There are many. One challenge is in trying to develop new types of services on top of TCP/IP-services that the infrastructure wasn't envisioned for. Another challenge: integrating the work from many researchers who come from different areas of computer science. How do we make their systems talk to each other in a flexible layer above the traditional operating system? The idea is to allow researchers to plug their pieces in and get them to talk to the other pieces in flexible ways, yet have the system be robust while running on lots and lots of different processors all the time.

From a development standpoint, are you still working within C and conventional languages, or are we seeing tools coming along at the meta-language level?

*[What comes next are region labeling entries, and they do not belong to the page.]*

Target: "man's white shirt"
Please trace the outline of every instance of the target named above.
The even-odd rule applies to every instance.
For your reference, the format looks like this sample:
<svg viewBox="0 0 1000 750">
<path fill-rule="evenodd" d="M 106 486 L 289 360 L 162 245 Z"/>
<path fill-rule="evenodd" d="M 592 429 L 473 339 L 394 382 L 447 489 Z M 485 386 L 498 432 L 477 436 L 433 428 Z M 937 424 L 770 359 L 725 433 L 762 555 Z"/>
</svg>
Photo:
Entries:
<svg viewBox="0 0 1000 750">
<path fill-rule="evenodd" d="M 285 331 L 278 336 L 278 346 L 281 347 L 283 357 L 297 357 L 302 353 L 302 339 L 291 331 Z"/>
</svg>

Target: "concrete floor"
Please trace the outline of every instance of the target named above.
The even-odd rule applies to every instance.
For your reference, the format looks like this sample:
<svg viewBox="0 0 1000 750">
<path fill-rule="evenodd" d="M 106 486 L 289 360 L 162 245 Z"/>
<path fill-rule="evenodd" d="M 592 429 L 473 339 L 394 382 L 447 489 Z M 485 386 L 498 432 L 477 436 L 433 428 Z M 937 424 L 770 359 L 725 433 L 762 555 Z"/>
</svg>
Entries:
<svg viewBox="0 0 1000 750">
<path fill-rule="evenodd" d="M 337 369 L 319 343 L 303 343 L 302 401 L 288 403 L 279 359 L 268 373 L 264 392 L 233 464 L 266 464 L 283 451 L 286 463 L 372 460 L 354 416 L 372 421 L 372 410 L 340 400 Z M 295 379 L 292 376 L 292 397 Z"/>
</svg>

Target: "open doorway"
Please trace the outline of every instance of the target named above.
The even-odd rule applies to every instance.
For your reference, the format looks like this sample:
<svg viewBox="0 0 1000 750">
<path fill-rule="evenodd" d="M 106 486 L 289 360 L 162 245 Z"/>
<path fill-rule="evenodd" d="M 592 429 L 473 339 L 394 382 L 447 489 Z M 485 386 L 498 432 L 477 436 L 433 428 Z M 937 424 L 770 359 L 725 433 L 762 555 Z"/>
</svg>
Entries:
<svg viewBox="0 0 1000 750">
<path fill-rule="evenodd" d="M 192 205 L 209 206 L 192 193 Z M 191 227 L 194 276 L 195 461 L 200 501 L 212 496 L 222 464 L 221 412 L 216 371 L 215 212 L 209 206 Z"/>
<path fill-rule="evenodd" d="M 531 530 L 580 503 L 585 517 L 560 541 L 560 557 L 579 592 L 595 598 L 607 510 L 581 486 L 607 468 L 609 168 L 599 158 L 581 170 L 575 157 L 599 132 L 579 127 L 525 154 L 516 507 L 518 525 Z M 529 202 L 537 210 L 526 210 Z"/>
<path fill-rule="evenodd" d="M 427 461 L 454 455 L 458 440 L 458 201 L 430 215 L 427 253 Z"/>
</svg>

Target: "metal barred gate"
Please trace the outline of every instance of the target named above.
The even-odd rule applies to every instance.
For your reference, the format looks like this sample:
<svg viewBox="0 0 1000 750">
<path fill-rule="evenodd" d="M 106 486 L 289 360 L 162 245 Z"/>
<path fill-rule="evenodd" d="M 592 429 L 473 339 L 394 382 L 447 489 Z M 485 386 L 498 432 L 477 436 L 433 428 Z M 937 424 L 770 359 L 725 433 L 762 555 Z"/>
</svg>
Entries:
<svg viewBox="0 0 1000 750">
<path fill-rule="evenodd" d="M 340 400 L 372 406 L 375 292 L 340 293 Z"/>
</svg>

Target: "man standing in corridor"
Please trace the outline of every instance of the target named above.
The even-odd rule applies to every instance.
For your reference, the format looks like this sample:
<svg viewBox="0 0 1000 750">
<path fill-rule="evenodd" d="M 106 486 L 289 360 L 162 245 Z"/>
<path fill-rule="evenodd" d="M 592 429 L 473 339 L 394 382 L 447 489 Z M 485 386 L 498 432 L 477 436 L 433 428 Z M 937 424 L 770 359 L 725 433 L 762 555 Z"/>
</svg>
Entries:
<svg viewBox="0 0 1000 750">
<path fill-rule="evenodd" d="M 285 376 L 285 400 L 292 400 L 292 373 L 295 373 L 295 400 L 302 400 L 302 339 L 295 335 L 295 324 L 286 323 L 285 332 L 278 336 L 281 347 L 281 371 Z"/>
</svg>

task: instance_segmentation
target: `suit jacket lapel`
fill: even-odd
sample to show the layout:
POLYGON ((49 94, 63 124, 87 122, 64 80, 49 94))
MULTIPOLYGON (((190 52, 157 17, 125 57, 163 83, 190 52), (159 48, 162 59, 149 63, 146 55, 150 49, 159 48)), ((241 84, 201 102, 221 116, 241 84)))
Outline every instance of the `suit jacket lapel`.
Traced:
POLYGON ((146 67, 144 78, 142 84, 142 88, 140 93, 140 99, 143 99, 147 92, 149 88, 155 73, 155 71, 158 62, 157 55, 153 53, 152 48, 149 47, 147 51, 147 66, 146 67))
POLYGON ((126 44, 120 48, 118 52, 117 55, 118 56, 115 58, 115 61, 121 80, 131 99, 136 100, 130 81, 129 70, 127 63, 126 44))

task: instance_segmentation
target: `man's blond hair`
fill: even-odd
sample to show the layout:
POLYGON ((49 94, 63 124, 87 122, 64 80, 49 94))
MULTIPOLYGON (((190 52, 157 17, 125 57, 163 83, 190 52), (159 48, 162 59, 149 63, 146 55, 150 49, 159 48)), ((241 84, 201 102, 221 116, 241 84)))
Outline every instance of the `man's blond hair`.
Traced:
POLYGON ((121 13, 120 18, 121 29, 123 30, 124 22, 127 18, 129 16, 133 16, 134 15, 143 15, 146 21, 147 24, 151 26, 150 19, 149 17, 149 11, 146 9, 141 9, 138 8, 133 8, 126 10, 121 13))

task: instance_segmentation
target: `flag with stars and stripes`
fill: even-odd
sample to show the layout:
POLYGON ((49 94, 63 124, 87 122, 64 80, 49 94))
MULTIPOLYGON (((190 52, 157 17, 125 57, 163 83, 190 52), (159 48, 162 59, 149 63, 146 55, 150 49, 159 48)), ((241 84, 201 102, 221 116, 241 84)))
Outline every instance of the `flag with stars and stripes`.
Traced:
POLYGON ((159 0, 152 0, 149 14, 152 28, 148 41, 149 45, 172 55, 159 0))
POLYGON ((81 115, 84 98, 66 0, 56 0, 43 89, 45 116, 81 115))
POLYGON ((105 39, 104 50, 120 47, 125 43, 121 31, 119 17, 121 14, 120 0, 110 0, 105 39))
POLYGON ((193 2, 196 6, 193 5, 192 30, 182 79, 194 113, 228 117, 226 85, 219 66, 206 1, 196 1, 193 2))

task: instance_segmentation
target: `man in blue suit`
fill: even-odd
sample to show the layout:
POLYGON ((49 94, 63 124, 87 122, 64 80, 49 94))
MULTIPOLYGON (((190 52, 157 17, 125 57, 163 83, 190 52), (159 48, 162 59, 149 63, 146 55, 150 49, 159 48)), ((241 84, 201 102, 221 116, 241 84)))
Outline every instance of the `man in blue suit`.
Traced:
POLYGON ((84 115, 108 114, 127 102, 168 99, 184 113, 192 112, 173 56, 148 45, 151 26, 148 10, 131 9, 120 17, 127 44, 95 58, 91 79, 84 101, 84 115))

Certainly at the meta-language level. One of the things we developed under Oxygen is a Web tool for building language systems for a new domain. We built our weather system this way. You go to the web site, click around to specify what needs to be talked about, what actions need to be taken, how the interface has to be structured. This is all done with mouse clicks; you don't write any actual code. The system then compiles up this special purpose speech system. It's a very high level of interaction. Underneath, there's lot of C and C++ code.

A different example: we have a system called MetaGlue that pastes the agents together that operate as Oxygen. These agents are highly varied. You might have a conventional piece of software you got from somewhere else that you are putting together with other pieces, and you wrap some pieces of Java code around those, and they negotiate over the Internet over who is talking to whom, and where the particular piece of code runs. This is all transparent to you. The process can migrate from machine to machine, and move from different operating systems, and it's robust and transaction-based, so that if a machine crashes, it is able to back up to within a few hundred milliseconds of where it was and restart things. The system is perpetually on and perpetually running.

What's your relationship with your industry partners? Are they contributing equipment? People?

They are certainly contributing funding. They are also contribute people, who are in residence at MIT from all the companies all the time. Some come for three months, other for six months. The longest projected visit we have is a three year visit from one researcher. So there are certainly people from the companies here involved in the research directly, and that's a very good mechanism for transferring results back to the company. Then we have quarterly workshops where more people come from the companies. And we have visits to the companies with maybe 10 faculty showing up en masse, where we can then communicate with maybe a few hundred at a central research lab for two days.

We've got six companies very involved, and NTT is very much involved, with Oxygen and beyond. I'm on two steering committees - one at NTT and one here at MIT-and I chair the MIT side. The NTT/MIT collaboration started in on 7/1/98. When Oxygen came along, they joined in with Oxygen also. Projects range from fundamental computer science-algorithmic things-through applications to broadband to computer vision, to delivery of services. NTT has a fantastic set of research labs. We have great respect for them, and have known people there for many years, and have had lots of small collaborations-so it was great to have this big collaboration.